To read more on Autism and genetics in general, go here:
http://www.iancommunity.org/cs/understanding_research/insights_from_genetics

 


Interpretations of genetic data where the cause(s) are unknown are inappropriate when they are labelled as 'genetic'. A better understanding of how twin data can be misinterpreted is to compare the genetic data reported in autism to the genetic data in other conditions where the cause(s) are completly understood.

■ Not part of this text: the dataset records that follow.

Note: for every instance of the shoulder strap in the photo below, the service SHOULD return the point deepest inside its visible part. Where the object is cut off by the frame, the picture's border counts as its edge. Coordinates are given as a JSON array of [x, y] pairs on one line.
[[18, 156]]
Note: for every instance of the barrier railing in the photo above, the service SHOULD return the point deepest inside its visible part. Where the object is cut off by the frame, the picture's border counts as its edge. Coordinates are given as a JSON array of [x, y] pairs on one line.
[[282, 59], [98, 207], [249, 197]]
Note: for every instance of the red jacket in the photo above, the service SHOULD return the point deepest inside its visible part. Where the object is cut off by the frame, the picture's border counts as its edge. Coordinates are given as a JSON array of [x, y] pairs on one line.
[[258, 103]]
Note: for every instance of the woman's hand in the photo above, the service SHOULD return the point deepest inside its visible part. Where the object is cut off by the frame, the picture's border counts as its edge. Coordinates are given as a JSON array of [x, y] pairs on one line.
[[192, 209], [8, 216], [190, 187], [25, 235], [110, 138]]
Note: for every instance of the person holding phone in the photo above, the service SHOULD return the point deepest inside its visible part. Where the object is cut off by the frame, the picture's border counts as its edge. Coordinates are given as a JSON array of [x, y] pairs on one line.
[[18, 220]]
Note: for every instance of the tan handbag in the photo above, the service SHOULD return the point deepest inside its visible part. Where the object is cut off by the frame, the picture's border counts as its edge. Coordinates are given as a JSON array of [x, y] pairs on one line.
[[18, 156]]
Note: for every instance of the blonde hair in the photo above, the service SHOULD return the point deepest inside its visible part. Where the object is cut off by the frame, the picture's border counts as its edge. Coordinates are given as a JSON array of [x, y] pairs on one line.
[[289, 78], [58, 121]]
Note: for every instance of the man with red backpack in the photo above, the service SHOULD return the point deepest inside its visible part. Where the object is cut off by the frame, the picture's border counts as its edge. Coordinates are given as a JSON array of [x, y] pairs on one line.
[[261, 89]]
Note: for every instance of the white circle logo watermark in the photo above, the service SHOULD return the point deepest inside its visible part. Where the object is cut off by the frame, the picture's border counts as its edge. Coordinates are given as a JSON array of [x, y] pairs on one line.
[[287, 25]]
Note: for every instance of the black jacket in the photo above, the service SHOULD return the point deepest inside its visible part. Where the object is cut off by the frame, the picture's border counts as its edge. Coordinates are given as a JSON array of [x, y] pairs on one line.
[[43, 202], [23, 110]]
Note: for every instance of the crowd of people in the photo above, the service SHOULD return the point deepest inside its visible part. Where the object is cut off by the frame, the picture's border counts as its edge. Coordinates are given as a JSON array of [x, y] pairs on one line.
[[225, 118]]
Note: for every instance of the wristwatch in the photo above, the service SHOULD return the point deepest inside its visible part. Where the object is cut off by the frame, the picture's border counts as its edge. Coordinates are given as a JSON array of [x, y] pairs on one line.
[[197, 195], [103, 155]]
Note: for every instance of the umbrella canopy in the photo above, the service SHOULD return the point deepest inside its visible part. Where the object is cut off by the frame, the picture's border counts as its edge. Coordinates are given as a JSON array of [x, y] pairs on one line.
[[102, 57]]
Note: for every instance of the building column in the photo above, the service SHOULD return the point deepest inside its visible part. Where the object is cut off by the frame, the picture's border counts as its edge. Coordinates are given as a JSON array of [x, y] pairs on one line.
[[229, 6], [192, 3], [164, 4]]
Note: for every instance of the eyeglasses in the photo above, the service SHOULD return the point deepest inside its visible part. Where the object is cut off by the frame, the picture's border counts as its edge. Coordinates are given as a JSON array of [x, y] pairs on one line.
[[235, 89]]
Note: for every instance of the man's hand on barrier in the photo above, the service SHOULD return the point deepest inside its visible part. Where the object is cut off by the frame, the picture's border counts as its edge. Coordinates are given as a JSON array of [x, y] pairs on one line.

The 'cause' of leprosy is exposure to Myobacterium Laprae but the genetic data in leprosy is a mirror image of the genetic data published in autism over many decades. Twin studies in India have shown the magnitude of the genetic compnent with very high concordance rates reported in monozygotic twins ( 60 -85% and a rapid fallof in concordance rates in dyzygotic twins ( 5 - 20%. The sib risk ratio is 2.4, the same as reported by Folstein and Rutter as well as Pickles. Multiplex leproy families have been recruited and genome wide scans for leprosy suscetability genes have been underway for many years with just as many candidate genes identified as there are in autism. There is also the same unexplained high male to female ratio ( 3:1 in leprosy)that has perplexed autism geneticists

http://www.nature.com/ng/journal/v27/n4/full/ng0401_439.html

Its all in interpretation of data isn't it. As a parent myself and an occasional contributor to the Journal of Autism and Developmental Disorders back in the early 1990's before my daughter recovered, my view is that parents must question everything they are told, unsparingly.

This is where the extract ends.